Marker colocalization showed the two CD63 barcodes co-occur on the same vesicles far above chance (an internal control) and that CD151/CD147 genuinely co-localize on a shared vesicle subset.
PBA Fig. 5a — the source-selective protein-combination (DEPC) analysis — was reproduced with ov.single.ev.protein_combinations: specific multi-protein combinations are enriched on K562 leukaemia exosomes versus serum exosomes. The paper’s Fig. 5b/c spike-in dilution is not reproduced — the tutorial dataset has no dilution series and we do not fabricate one.
Differential analysis across cancer/normal exosomes and a 15-sample pseudo-bulk moderated-t test surfaced condition-specific surface proteins for biomarker follow-up.

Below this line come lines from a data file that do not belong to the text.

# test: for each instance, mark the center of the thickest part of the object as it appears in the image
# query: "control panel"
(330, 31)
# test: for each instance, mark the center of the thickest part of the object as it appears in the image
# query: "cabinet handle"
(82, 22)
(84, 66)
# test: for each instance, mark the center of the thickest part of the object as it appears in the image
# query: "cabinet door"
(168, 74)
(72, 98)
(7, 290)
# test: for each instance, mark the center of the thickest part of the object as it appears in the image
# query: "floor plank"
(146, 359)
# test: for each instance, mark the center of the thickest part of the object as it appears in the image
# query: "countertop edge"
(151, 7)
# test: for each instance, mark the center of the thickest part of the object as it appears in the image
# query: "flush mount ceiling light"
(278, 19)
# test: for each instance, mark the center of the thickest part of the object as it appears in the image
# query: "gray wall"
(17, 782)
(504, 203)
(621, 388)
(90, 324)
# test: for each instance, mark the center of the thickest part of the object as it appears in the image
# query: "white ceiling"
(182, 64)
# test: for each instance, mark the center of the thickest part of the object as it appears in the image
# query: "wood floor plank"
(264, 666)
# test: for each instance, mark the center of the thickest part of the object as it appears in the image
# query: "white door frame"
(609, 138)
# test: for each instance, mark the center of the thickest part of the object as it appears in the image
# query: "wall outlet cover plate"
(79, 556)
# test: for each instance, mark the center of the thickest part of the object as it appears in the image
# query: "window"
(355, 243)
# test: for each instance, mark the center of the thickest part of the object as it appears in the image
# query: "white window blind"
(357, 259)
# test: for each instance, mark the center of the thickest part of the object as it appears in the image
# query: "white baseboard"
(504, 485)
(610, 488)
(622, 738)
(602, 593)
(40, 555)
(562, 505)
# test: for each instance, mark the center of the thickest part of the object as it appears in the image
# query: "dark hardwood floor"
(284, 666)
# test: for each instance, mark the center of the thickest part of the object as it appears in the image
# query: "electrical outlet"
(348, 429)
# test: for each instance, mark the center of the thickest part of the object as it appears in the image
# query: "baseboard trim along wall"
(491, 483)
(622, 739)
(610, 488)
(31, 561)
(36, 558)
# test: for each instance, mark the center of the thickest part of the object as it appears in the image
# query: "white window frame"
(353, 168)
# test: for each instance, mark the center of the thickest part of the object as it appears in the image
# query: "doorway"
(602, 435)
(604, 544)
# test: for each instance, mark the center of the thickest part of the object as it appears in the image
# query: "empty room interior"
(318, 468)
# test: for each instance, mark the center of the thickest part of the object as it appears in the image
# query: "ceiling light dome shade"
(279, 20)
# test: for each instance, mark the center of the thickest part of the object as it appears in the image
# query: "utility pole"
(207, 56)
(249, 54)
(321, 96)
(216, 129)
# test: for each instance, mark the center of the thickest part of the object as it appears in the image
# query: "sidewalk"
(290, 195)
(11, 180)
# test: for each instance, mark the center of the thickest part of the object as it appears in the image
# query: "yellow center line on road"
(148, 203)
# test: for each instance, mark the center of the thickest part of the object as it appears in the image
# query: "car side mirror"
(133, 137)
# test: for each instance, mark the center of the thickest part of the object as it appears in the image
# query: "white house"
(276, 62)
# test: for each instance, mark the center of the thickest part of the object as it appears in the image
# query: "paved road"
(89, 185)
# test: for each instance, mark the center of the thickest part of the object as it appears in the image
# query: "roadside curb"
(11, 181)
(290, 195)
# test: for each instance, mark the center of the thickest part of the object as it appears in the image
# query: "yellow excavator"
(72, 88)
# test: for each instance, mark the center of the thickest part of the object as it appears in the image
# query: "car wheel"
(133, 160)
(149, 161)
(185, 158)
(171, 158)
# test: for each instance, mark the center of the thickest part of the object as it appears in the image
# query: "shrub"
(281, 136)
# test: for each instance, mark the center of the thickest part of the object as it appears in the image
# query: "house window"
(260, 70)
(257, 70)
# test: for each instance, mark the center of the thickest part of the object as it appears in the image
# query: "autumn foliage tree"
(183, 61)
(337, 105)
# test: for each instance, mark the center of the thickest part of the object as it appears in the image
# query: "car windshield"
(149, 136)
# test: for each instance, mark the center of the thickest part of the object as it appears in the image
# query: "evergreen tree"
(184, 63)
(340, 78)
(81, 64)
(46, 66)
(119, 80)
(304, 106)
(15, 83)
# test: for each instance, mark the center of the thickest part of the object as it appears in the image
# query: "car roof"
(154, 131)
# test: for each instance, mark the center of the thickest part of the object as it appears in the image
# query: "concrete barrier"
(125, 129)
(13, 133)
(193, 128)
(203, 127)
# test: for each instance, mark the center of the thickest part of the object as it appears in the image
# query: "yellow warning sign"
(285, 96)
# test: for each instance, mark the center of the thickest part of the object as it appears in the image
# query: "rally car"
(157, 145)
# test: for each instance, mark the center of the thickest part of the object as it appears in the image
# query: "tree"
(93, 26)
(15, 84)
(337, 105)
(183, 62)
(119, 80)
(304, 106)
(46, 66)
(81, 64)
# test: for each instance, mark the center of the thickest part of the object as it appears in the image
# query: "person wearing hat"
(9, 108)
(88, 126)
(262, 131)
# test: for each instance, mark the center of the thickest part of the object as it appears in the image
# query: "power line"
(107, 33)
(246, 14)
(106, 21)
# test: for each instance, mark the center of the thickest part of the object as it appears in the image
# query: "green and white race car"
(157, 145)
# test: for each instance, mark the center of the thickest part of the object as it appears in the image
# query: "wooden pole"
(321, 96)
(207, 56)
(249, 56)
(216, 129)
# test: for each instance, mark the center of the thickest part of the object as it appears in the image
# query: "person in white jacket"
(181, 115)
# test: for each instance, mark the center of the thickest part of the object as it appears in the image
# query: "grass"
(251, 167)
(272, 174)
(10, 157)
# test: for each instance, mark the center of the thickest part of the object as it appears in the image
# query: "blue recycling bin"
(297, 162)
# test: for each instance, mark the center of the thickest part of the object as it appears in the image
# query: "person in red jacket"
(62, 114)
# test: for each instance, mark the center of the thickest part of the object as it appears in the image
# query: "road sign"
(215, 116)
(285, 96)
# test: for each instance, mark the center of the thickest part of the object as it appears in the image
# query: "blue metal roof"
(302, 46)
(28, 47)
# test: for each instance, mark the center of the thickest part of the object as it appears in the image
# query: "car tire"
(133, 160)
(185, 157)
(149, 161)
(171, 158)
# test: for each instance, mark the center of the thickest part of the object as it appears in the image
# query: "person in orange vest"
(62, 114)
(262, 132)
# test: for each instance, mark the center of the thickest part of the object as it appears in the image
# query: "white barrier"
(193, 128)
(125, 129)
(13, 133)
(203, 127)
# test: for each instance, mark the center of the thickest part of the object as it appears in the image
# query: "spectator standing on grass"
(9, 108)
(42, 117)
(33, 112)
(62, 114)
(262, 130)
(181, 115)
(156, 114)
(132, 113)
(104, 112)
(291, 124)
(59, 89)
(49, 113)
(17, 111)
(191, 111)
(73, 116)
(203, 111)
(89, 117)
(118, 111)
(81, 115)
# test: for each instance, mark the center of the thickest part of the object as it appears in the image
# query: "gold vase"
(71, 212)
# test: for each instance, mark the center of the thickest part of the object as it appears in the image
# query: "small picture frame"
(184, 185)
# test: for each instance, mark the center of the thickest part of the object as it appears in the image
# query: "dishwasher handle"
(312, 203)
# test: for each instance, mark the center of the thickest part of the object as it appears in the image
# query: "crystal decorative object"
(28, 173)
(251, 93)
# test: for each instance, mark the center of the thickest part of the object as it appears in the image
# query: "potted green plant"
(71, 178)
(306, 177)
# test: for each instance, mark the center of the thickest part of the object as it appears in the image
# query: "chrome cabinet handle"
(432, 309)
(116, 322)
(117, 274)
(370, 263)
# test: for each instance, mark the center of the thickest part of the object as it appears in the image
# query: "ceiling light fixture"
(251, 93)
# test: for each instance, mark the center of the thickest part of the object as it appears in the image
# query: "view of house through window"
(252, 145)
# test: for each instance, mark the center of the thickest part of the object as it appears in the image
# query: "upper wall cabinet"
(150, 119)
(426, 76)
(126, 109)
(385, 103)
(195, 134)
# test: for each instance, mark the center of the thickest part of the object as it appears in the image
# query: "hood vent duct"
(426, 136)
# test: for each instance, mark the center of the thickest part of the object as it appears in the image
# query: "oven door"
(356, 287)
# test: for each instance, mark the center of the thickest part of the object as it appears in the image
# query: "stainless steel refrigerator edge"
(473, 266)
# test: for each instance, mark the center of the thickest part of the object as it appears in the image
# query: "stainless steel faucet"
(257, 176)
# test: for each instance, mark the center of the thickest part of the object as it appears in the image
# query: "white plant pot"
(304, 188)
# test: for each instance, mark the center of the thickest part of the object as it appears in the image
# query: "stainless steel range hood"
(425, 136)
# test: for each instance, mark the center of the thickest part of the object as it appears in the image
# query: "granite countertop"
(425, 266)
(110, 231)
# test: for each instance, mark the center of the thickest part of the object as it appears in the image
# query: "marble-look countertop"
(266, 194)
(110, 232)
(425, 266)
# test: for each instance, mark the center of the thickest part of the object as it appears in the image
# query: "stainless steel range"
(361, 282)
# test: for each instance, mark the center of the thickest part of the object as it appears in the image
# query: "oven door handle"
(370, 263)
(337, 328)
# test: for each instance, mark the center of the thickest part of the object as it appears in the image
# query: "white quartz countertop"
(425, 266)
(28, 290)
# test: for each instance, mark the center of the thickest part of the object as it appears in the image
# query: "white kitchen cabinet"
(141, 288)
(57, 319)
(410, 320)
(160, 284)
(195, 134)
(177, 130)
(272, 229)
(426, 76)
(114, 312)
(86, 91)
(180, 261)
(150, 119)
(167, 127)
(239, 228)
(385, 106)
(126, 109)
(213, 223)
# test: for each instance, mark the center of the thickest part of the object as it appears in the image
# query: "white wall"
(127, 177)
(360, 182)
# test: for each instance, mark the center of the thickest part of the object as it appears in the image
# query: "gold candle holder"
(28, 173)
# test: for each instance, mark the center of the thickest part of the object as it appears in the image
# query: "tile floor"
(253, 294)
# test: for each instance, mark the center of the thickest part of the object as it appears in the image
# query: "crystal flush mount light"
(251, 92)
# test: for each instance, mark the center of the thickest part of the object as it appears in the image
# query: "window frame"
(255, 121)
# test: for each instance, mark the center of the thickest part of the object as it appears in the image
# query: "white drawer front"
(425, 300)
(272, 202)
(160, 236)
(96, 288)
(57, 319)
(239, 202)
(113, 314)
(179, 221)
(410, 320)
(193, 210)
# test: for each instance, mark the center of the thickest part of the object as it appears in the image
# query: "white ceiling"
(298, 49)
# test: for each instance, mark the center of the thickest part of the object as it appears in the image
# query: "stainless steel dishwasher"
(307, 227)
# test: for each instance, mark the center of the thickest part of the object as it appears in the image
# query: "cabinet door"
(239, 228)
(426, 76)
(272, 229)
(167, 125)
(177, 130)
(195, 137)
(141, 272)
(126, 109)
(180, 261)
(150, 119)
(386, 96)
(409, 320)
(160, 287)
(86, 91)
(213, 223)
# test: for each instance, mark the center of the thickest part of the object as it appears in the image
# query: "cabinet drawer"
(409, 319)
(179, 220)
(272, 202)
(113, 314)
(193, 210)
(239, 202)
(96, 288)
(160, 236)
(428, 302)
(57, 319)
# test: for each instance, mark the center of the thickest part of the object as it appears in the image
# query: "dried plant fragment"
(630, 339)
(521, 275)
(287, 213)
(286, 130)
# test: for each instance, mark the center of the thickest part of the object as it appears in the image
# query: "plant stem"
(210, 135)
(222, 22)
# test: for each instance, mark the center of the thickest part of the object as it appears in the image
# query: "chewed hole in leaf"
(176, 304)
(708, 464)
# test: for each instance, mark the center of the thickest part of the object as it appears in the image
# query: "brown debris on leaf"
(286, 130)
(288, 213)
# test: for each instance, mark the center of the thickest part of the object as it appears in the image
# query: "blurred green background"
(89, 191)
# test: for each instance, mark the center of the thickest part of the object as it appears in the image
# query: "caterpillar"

The key idea: a single-EV dataset is an EV x protein matrix, so the single-cell toolkit applies almost unchanged — but single-vesicle resolution unlocks colocalization and source-selective protein combinations, the question of which markers ride the same vesicle, that no bulk assay can answer.

The companion notebook Single-EV proteomics — imaging/intensity modality runs the same ov.single.ev API on a different platform (MASEV cyclic immunofluorescence, value_type='binary'), showing the module is platform-agnostic.